But that on its own is a very delicate matter: it was infact the EU Commission that pushed for such a move back in 2000: http://www.theguardian.com/sport/story/ ... 58,00.html
More immediately, however, the European Union competition commissioner Mario Monti must give the green light to the new deal.

Monti had previously complained that, by having a stake in the income from the world championship while also overseeing the sport's rules, the FIA was in an unfairly monopolistic situation. Now, via the 100-year deal, the governing body is being seen to isolate itself from Ecclestone's commercial operation, and thereby - in theory, at least - remove itself from further legal criticism.
Also from that article: the absolutely scandalous cheap price the FIA leased out F1:
In exchange for a payment of £211.76m - which represents about a year's revenue to Ecclestone's Formula One Management.

Ecclestone will pay the FIA £35.3m immediately, and the balance over the remainder of the term at £1.76m per year.
(Yes indeed, it's not even going to be inflation corrected over time!)

Currently, the legal bail out is having the grid drop below 18 cars (or 16 cars?
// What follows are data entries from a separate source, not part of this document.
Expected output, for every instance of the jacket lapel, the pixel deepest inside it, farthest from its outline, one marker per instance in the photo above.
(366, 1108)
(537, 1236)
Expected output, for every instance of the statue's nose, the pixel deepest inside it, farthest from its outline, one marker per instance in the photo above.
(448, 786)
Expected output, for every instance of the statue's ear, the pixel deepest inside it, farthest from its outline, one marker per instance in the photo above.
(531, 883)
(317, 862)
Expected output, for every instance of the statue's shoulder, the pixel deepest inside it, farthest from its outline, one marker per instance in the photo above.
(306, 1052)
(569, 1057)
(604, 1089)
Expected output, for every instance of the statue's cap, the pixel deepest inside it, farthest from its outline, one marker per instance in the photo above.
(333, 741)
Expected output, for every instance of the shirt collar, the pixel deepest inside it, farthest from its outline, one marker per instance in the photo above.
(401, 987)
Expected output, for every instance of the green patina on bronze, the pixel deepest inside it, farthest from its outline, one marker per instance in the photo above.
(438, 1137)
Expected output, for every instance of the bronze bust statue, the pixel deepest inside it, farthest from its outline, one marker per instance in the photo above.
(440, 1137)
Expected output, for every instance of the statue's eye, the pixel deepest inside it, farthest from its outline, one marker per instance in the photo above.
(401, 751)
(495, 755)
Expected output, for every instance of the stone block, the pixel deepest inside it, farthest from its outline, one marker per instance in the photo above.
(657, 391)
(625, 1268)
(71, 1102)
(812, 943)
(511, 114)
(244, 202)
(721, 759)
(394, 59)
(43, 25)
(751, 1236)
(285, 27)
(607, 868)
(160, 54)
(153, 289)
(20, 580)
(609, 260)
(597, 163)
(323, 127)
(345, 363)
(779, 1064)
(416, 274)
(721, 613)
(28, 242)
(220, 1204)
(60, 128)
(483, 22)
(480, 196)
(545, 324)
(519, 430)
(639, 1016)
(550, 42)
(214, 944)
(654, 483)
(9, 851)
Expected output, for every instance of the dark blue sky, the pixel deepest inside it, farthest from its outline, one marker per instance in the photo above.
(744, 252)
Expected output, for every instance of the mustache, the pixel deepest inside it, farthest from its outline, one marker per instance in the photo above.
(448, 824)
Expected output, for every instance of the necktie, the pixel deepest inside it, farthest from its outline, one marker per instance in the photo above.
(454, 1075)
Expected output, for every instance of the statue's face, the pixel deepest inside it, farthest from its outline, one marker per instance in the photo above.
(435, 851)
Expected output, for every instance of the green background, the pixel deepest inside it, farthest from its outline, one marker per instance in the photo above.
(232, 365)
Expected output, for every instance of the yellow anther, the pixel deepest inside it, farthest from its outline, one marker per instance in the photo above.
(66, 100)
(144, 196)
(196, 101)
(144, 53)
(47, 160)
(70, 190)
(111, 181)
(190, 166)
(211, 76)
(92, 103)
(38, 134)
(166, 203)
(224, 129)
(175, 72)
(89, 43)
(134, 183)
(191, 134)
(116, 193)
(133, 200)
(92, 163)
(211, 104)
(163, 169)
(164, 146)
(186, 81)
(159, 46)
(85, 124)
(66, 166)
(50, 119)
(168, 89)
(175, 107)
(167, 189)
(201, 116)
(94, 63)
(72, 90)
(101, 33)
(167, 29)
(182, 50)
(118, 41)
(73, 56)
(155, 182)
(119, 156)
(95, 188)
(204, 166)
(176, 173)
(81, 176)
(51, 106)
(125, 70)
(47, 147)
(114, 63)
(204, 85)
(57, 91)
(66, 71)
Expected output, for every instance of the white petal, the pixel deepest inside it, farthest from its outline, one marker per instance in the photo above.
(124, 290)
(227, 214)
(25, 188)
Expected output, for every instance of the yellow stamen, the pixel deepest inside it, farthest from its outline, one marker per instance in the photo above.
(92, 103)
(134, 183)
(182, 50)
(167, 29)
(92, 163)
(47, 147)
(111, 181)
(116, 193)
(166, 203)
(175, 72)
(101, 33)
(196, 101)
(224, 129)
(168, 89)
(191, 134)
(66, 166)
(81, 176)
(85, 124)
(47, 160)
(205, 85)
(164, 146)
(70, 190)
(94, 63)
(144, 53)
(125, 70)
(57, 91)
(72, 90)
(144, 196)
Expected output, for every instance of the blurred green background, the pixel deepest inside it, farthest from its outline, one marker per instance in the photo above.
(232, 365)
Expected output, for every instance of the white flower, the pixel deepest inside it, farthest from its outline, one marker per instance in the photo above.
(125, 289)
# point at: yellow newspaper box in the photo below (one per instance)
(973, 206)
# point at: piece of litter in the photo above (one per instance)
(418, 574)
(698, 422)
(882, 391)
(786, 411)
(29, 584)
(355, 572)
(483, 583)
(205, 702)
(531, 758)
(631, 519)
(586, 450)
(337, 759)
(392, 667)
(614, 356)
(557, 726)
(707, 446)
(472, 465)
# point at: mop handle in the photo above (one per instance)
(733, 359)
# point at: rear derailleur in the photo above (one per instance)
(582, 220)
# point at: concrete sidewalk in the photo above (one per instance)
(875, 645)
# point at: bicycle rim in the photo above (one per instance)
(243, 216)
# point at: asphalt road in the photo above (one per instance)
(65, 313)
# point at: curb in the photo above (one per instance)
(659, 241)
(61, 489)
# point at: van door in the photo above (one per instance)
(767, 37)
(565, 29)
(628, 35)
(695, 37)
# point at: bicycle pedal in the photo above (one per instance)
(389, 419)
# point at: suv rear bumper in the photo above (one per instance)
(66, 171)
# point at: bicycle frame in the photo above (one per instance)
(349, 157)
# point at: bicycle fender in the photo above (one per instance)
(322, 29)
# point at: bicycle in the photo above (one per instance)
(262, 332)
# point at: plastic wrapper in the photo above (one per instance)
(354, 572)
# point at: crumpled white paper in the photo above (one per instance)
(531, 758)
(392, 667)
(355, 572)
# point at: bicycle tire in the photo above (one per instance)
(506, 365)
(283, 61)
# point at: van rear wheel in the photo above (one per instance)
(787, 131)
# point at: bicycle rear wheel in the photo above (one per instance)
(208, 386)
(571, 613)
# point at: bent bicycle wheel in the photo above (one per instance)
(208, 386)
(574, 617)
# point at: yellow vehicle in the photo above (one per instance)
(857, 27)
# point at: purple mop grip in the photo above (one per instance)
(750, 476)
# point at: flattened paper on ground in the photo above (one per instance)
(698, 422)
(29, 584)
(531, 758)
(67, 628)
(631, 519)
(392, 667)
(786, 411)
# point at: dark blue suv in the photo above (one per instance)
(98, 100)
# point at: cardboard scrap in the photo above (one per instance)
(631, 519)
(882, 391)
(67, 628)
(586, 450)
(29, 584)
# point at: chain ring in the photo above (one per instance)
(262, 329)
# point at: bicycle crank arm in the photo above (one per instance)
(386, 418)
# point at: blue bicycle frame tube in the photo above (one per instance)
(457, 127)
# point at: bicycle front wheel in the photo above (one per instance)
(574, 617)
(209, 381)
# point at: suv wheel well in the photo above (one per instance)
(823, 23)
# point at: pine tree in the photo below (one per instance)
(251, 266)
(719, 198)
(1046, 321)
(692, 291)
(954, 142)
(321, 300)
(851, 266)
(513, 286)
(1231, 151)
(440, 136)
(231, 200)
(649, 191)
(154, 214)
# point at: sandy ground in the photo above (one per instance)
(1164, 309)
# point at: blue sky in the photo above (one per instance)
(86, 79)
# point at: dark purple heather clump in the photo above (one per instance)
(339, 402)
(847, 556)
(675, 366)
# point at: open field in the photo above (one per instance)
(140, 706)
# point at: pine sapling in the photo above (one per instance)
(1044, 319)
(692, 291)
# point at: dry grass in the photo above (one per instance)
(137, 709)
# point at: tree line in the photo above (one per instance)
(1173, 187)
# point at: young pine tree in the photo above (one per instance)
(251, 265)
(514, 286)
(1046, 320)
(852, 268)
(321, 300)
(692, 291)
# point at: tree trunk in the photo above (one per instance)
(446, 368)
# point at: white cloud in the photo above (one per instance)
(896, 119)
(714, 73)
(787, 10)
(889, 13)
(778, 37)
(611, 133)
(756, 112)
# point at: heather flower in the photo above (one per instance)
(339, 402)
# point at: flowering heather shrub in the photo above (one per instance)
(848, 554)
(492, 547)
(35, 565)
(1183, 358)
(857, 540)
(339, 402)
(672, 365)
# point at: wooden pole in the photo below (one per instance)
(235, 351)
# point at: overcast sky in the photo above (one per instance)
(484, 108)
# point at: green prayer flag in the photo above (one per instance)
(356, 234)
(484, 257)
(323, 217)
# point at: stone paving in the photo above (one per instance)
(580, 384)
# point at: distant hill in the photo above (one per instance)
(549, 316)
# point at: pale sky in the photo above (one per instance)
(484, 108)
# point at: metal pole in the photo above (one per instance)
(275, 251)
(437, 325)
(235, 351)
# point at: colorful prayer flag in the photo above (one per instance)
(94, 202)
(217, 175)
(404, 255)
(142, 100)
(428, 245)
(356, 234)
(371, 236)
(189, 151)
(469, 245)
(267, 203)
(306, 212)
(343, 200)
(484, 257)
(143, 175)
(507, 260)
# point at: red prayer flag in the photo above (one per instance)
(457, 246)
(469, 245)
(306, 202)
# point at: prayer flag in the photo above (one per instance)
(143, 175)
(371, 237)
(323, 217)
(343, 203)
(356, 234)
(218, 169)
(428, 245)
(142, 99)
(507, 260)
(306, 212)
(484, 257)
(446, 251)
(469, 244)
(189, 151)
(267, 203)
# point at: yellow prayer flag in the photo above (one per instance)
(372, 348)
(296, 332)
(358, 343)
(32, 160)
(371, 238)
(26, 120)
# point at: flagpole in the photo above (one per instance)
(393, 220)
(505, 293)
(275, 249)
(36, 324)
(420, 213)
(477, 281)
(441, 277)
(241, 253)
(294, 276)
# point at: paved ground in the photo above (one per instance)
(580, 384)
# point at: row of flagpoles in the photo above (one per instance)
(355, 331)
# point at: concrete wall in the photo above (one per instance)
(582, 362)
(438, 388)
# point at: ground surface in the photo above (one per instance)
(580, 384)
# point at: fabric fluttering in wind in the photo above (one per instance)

Don't remember exactly), something Ecclestone, his successor or anybody from CVC will try to avoid at all costs, as this will activate a clause and make the lease contract void.

I do want to make the remark that the FIA under Todt is just as incompetent as it was under Mosley, as the former sold out a huge chunk of the regulation side for an equally measily amount of money as his predecessor did with the commercial side. Chances are that the FIA will simply sell the commercial rights again for less then peanuts again, and for a pseudo-indefinite timeframe again.